Bruce Klein, senior vice president of Cisco's Worldwide Partner Organization,

Bruce Klein, senior vice president of Cisco’s Worldwide Partner Organization,

LAS VEGAS – The Cisco partner community tent is about to get a little more crowded.

At its annual Partner Summit here, Bruce Klein, senior vice president of the company’s Worldwide Partner Organization, announced the launch of a new Solution Partner program for ISVs, consultants, and other classes of partners that don’t fit into the typical reseller/solution provider model of its channel.

The company’s intent is to get closer with those whose complementary solutions will support the company’s expansion in key areas like cloud, mobility, and Internet of Everything, and to in turn make sure those new partners get closer with the company’s core base of resellers.

Klein said Cisco’s interest is “filling gaps” in the toolkits it brings to its partners, and that those partners are actively looking to court Cisco partners.

“We’re on a recruiting binge to fill out our partner ecosystem,” Klein told attendees. “Why do they want in?
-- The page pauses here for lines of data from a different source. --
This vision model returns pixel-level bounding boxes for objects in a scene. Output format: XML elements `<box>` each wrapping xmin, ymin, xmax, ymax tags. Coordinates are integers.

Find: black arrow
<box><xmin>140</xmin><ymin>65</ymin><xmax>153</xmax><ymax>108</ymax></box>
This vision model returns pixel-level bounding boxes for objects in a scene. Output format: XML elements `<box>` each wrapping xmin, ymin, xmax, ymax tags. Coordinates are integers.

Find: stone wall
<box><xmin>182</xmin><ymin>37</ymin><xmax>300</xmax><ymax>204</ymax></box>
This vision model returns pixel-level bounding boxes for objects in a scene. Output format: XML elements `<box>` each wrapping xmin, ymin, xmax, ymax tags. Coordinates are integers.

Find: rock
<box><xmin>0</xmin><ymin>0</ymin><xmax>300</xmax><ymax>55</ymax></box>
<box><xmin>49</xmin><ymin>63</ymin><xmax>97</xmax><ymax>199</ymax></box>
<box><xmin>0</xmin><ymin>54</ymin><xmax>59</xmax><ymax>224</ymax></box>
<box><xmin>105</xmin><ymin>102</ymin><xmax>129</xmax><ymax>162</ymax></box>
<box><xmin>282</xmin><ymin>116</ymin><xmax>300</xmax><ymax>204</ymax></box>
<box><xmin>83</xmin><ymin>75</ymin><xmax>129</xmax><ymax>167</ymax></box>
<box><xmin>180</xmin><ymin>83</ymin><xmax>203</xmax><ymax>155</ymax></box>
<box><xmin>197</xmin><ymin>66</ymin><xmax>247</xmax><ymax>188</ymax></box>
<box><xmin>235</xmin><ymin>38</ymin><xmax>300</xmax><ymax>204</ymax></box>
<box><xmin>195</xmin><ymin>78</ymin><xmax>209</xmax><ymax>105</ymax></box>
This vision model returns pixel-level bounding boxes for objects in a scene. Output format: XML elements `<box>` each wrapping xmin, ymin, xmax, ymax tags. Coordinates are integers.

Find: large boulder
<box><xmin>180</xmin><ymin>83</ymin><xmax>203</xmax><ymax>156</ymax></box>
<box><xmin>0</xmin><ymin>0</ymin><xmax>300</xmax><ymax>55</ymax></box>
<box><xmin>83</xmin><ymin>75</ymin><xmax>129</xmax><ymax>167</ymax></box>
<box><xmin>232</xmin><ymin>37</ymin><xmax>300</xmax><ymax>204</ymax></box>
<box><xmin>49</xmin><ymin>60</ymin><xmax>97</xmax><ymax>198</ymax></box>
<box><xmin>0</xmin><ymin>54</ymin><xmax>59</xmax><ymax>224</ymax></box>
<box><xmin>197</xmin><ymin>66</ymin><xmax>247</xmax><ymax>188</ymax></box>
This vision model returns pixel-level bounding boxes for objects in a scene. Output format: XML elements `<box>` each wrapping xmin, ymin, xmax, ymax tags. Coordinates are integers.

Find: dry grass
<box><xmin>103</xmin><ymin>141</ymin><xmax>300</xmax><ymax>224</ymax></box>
They want access to you.”

ISVs, in particular, are a significant opportunity. He said Cisco may be “late to the game” in getting closer to software partners in a programmatic way, but it’s taking a different approach than most vendors who do so. In addition to helping them integrate with Cisco’s platform, Klein said Cisco will help software companies integrate into Cisco-created apps through APIs, and into the network directly through network APIs, allowing software to take advantage of quality of service and other network capabilities.

“Can anyone else do that? That’s differentiation that all of us can take to our customers and win more business at higher margins,” Klein said.

The new Solution Partner program will include a three-tiered structure, with Solution Partner, Preferred Solution Partner, and Strategy Solution Partner levels, with escalating benefits and incentives. The new program will sit alongside the company’s Channel Partner Program, in what Cisco is increasingly referred to as the broader Cisco Partner Ecosystem.

Membership in the two programs will not be mutually exclusive, though, particularly as more solution providers add capabilities that include repeatable and “productized” intellectual property, such as software development or repeatable service portfolios.

“Many of you in this room will want to be part of that program as well,” Klein said.

Alongside the launch of the new program, Klein said the company will introduce a marketplace for its solution partners to find routes to market through its channel partner program, a sort of “match.com” for Cisco partners of different types, he said.

“My goal is to have thousands of applications in the marketplace that you can take, and figure out what fits in your portfolio,” Klein said, offering the example of the Cloundlink app offered by Cisco partner ESNA, which helps create integrations between Cisco collaboration tools and third-party applications including Google Apps and Salesforce.com.